La famiglia, i genitori, potranno esercitare pienamente le proprie responsabilità educative primarie e naturali nella scuola, soltanto nella misura in cui il coinvolgimento verterà sugli elementi strutturali dell’offerta educativa.

Infine il problema stesso della qualità: oggi il problema fondamentale della scuola non è più quello di chi gestisce il servizio, del soggetto erogatore pubblico o privato (riconosciuto paritario), bensì quello della corrispondenza, continuamente da ricercare e mai da considerare definitivamente acquisita, tra domanda e offerta educativa. Il processo educativo di ogni singola scuola – in quest’ottica ritenuta autonoma, cioè sganciata da imposizioni statalistiche e burocratiche- deve contribuire, da un lato, a chiarire le legittime aspettative e richieste dei genitori nei confronti della scuola, motivando e stimolando il loro interessamento serio e coinvolgimento attivo, e dall’altro ponendosi sussidiariamente nei confronti delle famiglie nel perseguimento degli impegni assunti in ragione degli obiettivi concordati e condivisi nell’ambito di un comune progetto pedagogico.

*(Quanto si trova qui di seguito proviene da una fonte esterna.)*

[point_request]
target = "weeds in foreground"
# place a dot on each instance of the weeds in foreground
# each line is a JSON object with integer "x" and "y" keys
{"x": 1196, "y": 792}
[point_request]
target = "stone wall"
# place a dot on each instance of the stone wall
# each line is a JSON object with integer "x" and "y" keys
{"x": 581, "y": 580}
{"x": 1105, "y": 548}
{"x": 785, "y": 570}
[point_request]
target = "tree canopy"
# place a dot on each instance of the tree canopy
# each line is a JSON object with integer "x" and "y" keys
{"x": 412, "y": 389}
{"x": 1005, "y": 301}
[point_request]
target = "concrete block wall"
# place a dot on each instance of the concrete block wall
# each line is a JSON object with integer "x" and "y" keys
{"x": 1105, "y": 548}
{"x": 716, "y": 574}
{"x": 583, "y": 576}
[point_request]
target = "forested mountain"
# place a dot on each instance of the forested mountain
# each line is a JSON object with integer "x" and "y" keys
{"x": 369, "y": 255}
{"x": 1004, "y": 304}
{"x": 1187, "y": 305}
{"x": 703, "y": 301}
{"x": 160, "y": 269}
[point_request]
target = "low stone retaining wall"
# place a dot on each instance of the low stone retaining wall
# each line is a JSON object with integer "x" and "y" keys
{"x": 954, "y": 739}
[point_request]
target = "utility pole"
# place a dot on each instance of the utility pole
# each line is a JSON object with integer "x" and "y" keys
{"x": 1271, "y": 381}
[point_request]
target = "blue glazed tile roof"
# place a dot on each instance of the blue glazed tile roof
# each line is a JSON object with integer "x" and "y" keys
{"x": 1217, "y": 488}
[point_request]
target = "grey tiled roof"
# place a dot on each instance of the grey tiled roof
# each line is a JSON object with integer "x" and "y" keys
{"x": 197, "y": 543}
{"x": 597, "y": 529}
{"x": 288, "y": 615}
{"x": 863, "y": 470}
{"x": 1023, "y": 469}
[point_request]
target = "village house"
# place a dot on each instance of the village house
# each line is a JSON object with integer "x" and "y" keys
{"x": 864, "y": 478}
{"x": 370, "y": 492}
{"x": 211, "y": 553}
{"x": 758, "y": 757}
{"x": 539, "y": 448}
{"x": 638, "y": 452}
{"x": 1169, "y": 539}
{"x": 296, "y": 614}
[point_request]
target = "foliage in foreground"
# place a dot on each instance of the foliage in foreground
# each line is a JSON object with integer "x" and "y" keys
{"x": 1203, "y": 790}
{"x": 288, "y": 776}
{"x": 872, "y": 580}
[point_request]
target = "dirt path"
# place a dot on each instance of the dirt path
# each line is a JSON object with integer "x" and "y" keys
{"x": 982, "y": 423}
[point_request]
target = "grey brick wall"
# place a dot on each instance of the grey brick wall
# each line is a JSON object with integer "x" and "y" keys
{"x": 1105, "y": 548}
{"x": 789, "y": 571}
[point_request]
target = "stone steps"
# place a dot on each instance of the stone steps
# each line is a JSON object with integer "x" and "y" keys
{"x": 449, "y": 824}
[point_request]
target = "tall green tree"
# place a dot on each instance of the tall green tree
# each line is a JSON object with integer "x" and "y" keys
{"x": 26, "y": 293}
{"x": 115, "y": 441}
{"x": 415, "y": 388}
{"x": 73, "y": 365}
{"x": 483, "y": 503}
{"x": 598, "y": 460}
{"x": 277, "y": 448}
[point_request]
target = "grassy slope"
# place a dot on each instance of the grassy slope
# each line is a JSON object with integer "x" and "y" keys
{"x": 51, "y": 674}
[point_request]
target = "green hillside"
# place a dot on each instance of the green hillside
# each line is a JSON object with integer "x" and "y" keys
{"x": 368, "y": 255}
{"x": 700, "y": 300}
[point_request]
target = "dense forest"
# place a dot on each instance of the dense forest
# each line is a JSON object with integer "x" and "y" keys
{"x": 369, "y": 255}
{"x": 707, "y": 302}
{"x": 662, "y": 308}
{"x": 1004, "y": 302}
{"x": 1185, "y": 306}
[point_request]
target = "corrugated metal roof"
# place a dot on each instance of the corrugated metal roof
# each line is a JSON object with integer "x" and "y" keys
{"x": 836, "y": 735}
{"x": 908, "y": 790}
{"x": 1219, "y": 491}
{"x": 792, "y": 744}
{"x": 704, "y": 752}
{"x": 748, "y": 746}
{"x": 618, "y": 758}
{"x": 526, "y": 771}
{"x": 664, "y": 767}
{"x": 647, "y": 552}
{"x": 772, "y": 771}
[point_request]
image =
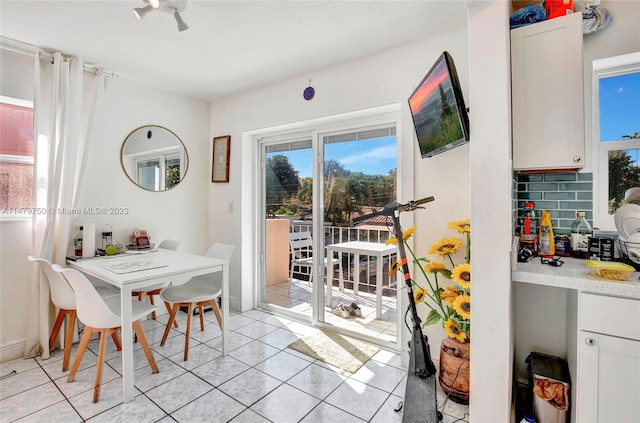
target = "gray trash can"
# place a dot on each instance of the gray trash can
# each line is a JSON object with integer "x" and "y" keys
{"x": 549, "y": 387}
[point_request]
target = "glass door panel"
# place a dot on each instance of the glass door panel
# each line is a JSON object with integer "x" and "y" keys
{"x": 288, "y": 199}
{"x": 359, "y": 177}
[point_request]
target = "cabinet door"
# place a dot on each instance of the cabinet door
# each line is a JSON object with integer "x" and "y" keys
{"x": 608, "y": 379}
{"x": 547, "y": 94}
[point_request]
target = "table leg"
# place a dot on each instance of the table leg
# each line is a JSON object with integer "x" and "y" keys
{"x": 356, "y": 276}
{"x": 225, "y": 310}
{"x": 379, "y": 280}
{"x": 127, "y": 344}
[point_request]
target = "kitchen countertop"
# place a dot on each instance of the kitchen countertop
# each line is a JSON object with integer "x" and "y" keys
{"x": 573, "y": 274}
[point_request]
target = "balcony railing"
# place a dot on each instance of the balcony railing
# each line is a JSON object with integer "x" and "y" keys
{"x": 365, "y": 272}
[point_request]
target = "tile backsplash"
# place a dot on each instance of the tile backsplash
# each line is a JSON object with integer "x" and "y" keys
{"x": 561, "y": 194}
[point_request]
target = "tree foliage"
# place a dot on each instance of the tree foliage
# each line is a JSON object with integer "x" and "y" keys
{"x": 345, "y": 191}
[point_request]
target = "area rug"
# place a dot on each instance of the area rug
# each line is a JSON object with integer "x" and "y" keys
{"x": 338, "y": 350}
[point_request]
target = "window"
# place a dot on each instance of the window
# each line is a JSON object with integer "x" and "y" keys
{"x": 16, "y": 157}
{"x": 616, "y": 134}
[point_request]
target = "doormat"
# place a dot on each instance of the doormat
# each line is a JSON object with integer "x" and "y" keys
{"x": 338, "y": 350}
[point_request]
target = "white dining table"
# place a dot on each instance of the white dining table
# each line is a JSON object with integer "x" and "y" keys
{"x": 134, "y": 272}
{"x": 358, "y": 248}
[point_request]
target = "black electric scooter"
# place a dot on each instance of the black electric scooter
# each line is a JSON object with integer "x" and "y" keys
{"x": 420, "y": 403}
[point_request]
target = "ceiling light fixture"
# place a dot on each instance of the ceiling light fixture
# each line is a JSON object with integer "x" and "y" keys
{"x": 167, "y": 6}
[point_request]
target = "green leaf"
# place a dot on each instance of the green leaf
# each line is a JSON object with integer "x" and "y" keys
{"x": 432, "y": 318}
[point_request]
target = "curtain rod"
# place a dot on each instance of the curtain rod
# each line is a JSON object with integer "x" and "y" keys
{"x": 30, "y": 50}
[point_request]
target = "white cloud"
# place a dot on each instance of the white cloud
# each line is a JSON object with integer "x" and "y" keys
{"x": 377, "y": 154}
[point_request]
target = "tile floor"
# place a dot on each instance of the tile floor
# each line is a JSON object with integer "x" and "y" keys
{"x": 259, "y": 381}
{"x": 297, "y": 297}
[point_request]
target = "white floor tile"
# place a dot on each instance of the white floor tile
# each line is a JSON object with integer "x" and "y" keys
{"x": 286, "y": 404}
{"x": 214, "y": 407}
{"x": 178, "y": 392}
{"x": 250, "y": 386}
{"x": 282, "y": 366}
{"x": 317, "y": 381}
{"x": 218, "y": 371}
{"x": 29, "y": 402}
{"x": 327, "y": 413}
{"x": 141, "y": 410}
{"x": 349, "y": 397}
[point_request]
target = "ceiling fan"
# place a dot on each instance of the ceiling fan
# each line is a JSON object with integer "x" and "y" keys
{"x": 167, "y": 6}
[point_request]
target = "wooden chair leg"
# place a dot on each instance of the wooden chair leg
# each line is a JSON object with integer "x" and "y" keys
{"x": 68, "y": 339}
{"x": 137, "y": 327}
{"x": 216, "y": 311}
{"x": 56, "y": 327}
{"x": 168, "y": 306}
{"x": 153, "y": 313}
{"x": 104, "y": 334}
{"x": 201, "y": 313}
{"x": 86, "y": 336}
{"x": 172, "y": 316}
{"x": 188, "y": 334}
{"x": 116, "y": 340}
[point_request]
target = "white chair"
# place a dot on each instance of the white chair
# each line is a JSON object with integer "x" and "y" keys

Purtroppo, nel nostro Paese, a fronte di conclamate aperture liberiste – particolarmente, se non esclusivamente in campo economico – prende sempre più piede un centralismo negli interventi di interesse sociale, tale da soffocare ogni tipo di problematiche della persona. Urge attivare compiutamente il pluralismo delle istituzioni educative e formative, cioè un sistema scolastico libero, de-statalizzato e de-burocratizzato, che riconosca compiutamente l’autonomia concreta e la responsabilità compiuta dei soggetti operanti nella comunità, e ciò può avvenire soltanto cambiando ottica.

Il discorso sulla libertà della scuola non è riducibile soltanto all’aspetto giuridico, sul quale, peraltro, si insiste. Il discorso si apre a ragioni extra-giuridiche, messe in luce dalla crisi del sistema democratico e del cambio di epoca. Il passaggio ad una democrazia matura impone, oggi più che mai, una scuola di libertà.

Da qui il titolo della pubblicazione: “L’attesa dell’arcobaleno in un orizzonte oscuro”. Esso – come evidenziato all’inizio di uno dei suoi capitoli – vuole essere l’occasione per riflettere e per orientare il proprio sguardo di speranza al cambiamento, partendo dall’affronto di situazioni, considerazioni, problemi, prospettive, in esso espresse liberamente, anche se alle volte solo accennate, e indicate senza una specifica cronologia, tuttavia – almeno spero – dense di significato.

Ecco: questo libro – che riprende molte delle argomentazioni e degli atti che hanno interessato e interessano l’impegno della nostra Associazione – mi auguro possa servire a motivare l’azione formativa ed operativa di quanti, nell’associazione e nelle scuole, hanno a che fare con le tematiche scolastiche. Oggi, più che richiamare la soggettività ecclesiale, culturale, sociale e politica – già implicita nel dna dell’associazione – urge approfondire i vari aspetti che caratterizzano i problemi inerenti la corresponsabilità educativa e formativa scolastica, in ordine ai quali, spesso, viene meno l’affronto e quindi la stessa proposta culturale.

L’elaborazione in questa pubblicazione spero possa trovare consenso in quanti si avventureranno nello sfoglio delle sue pagine. Se invece il consenso e la condivisione non troveranno riscontro, vorrà comunque dire che, se non altro – nella legittimità del personale giudizio – ognuno avrà avuto modo di confrontarsi con tematiche che interessano e coinvolgono, nel contesto sociale attuale, la responsabilità della famiglia e della scuola, nonché la stessa classe politica chiamata ad essere strumento di servizio e non di potere. Grazie.